Using garden dirt: This was a bad idea for several reasons. Mainly it was bad because my garden soil is not all that great. It has some crushed sandstone and clay qualities that aren't ideal for delicate seedlings. I can mange it with lots of compost in the garden, but in those tiny pots it was just too much for seedlings to fight through I only made that mistake once. That was also the year I had weird dirt bugs appear in the house. Never again.
Cheap potting soil: The year after I tried starting seeds in dirt from the garden I decided I better switch to potting soil. I bought some pretty cheap stuff and those poor seedlings really struggled. I later learned that there probably wasn't enough nutrients in the soil to sustain the seedling for the 4-6 weeks before they were to be moved to the garden. Most of the seedlings were weak and grew slowly. They didn't transplant well either. I got much better results when I switched to a high quality organic potting soil.

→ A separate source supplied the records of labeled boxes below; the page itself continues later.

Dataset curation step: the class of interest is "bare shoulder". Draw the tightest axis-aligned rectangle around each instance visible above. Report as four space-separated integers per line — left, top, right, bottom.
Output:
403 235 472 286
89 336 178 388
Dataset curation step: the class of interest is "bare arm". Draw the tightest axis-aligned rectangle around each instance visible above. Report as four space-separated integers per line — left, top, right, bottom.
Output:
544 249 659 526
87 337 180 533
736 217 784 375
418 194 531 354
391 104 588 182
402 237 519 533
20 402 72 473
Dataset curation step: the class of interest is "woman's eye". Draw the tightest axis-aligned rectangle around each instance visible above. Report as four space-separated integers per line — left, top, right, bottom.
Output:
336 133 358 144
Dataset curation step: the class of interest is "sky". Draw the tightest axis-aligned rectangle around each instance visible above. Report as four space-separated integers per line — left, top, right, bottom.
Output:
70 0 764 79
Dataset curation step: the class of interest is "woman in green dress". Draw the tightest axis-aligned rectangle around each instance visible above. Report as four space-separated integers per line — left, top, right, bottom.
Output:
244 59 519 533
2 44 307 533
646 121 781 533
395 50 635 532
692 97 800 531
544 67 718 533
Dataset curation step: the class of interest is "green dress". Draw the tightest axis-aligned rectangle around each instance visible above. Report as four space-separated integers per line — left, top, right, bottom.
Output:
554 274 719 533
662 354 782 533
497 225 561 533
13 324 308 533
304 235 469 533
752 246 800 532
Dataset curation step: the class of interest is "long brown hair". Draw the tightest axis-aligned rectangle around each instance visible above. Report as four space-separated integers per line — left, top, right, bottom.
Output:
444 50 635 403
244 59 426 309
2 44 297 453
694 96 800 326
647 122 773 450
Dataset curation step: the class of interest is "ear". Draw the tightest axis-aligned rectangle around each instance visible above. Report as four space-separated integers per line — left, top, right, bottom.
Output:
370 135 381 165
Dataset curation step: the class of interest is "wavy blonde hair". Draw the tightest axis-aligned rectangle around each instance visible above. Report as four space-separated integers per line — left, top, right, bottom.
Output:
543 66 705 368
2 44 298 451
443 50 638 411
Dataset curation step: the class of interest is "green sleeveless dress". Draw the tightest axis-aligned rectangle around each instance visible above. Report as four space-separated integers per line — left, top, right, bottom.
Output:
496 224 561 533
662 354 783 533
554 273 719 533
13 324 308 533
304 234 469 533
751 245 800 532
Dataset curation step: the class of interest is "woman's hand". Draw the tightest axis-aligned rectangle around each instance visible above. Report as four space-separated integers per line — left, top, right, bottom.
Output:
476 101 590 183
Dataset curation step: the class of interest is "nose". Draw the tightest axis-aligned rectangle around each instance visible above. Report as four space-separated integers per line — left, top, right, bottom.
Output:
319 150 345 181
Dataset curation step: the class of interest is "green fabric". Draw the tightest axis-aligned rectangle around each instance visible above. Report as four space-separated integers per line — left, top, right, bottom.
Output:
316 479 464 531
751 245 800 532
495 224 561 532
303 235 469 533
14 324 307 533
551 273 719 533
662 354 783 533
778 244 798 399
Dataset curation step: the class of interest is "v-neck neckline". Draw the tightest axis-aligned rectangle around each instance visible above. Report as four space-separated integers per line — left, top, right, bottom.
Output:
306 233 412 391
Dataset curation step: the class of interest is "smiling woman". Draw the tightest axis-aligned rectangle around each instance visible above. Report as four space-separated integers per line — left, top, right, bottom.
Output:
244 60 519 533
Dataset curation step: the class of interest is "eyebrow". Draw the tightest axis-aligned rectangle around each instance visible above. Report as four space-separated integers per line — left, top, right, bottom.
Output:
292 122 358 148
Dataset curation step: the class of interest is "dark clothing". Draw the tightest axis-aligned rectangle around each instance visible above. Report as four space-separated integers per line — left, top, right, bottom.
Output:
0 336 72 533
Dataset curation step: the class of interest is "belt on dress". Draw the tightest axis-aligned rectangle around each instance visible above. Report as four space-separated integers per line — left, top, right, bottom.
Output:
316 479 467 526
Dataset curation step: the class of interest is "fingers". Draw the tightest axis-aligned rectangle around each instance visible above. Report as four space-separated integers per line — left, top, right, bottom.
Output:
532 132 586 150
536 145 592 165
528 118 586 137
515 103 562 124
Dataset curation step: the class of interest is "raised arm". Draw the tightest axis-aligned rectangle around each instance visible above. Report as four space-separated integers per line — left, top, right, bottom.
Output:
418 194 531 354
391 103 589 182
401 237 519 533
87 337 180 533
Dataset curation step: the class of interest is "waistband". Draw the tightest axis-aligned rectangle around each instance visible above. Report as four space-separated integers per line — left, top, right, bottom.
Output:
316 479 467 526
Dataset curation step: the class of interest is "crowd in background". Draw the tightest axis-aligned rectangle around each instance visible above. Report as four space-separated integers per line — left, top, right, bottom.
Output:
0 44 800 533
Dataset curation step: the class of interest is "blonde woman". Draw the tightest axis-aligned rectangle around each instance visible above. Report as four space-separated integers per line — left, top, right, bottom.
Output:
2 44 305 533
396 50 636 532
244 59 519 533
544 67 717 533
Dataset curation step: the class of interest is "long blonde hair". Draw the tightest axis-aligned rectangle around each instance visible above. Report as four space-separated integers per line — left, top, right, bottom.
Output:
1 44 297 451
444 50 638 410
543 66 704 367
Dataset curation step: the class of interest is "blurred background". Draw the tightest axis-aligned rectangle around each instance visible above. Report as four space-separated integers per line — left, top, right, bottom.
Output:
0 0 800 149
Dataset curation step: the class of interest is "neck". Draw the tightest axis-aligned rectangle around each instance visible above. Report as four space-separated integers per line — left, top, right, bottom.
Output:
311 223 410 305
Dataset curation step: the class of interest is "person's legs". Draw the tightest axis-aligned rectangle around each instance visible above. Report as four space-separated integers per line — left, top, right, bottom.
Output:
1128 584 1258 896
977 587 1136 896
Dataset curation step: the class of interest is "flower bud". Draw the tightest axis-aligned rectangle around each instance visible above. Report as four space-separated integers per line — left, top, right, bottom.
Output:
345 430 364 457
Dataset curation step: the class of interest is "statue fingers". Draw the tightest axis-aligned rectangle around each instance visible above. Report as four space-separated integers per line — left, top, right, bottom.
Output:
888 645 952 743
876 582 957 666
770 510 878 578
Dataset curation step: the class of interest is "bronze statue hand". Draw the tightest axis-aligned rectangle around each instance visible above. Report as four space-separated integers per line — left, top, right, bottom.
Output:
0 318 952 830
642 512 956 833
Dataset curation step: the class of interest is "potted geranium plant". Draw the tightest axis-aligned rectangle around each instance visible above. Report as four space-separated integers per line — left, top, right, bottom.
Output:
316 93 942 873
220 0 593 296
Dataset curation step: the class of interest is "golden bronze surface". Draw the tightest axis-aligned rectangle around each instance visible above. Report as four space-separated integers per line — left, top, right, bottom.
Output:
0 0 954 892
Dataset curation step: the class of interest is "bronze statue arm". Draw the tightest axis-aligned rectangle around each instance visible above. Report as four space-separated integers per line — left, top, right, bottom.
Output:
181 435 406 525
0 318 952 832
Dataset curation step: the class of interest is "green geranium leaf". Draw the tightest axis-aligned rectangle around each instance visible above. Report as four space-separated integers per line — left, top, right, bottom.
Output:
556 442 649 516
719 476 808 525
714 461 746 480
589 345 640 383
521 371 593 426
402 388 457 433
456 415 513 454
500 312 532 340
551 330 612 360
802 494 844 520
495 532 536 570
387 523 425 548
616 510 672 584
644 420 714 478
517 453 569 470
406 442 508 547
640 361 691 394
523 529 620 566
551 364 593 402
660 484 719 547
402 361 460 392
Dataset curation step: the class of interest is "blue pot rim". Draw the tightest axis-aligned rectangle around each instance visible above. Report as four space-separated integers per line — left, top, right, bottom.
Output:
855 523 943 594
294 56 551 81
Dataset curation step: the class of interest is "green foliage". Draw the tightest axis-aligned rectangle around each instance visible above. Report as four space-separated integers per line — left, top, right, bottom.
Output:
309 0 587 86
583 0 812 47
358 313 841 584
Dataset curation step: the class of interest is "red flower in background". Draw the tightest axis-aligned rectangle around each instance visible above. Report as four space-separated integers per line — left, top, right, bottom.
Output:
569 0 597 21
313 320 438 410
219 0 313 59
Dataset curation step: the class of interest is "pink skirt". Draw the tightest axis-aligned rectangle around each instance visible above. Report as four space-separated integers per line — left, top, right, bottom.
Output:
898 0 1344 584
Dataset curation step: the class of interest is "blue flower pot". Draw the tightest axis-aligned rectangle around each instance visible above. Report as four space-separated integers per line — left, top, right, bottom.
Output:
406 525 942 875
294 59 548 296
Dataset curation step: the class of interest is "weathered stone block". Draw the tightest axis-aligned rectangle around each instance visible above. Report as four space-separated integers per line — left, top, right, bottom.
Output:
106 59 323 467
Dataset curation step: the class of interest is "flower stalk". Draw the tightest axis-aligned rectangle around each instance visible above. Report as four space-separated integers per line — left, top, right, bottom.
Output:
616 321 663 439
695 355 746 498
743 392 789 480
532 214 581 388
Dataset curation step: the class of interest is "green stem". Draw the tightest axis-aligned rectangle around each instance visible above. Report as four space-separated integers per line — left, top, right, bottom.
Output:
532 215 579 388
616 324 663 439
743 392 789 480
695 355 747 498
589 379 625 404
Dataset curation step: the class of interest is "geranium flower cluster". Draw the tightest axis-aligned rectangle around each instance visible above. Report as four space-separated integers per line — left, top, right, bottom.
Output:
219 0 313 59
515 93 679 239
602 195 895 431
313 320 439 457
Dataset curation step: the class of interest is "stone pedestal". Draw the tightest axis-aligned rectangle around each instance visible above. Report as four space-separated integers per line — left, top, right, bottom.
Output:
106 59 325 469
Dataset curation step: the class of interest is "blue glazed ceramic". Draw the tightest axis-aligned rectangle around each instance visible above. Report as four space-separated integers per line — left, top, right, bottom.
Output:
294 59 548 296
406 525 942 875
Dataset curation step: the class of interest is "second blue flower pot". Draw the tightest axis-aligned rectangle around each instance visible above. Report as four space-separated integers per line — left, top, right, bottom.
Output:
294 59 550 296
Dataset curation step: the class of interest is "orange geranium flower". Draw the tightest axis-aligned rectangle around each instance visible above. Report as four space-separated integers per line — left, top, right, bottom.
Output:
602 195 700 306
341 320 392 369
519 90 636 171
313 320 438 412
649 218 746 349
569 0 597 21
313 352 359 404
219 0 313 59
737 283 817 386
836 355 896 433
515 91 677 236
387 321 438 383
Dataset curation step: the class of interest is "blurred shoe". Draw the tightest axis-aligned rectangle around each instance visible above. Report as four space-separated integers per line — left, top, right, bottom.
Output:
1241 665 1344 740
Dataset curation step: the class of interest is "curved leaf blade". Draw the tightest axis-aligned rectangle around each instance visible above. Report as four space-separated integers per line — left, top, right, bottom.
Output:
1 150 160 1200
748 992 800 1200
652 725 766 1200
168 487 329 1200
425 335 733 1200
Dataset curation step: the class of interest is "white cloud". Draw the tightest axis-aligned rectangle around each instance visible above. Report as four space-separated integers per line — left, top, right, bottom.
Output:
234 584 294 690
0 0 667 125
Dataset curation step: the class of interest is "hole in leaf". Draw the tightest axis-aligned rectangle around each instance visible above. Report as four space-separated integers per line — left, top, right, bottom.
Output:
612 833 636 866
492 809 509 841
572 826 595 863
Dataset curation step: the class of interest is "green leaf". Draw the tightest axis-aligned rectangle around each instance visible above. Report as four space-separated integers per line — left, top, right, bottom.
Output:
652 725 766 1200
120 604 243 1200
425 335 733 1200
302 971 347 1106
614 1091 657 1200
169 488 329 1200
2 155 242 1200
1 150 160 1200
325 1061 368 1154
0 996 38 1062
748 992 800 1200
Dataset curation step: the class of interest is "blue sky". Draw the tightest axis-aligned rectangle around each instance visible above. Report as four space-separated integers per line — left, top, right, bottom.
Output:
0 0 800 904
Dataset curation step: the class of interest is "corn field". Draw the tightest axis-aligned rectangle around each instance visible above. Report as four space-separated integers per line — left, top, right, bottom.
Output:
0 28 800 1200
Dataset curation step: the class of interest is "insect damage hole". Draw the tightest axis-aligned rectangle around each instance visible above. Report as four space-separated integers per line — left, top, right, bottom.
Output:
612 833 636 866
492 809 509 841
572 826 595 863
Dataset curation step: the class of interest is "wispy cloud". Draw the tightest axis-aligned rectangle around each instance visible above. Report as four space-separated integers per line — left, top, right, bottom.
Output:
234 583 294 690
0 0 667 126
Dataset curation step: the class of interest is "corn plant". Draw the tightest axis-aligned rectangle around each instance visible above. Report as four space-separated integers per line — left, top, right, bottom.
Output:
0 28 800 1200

Starting too early: I had a few years where I started seed so early they became root bound before it was warm enough to put them in the ground. Once they were in the ground it took them awhile to adapt and start growing again. I know it sounds like you'll get a jump on things by starting seeds extra early, but unless you have a really short growing season it's unnecessary and counterproductive.
Thankfully, it seems like my seedlings are all doing well this year. I have the herbs started now, but the veggies are next in line. Happy planting!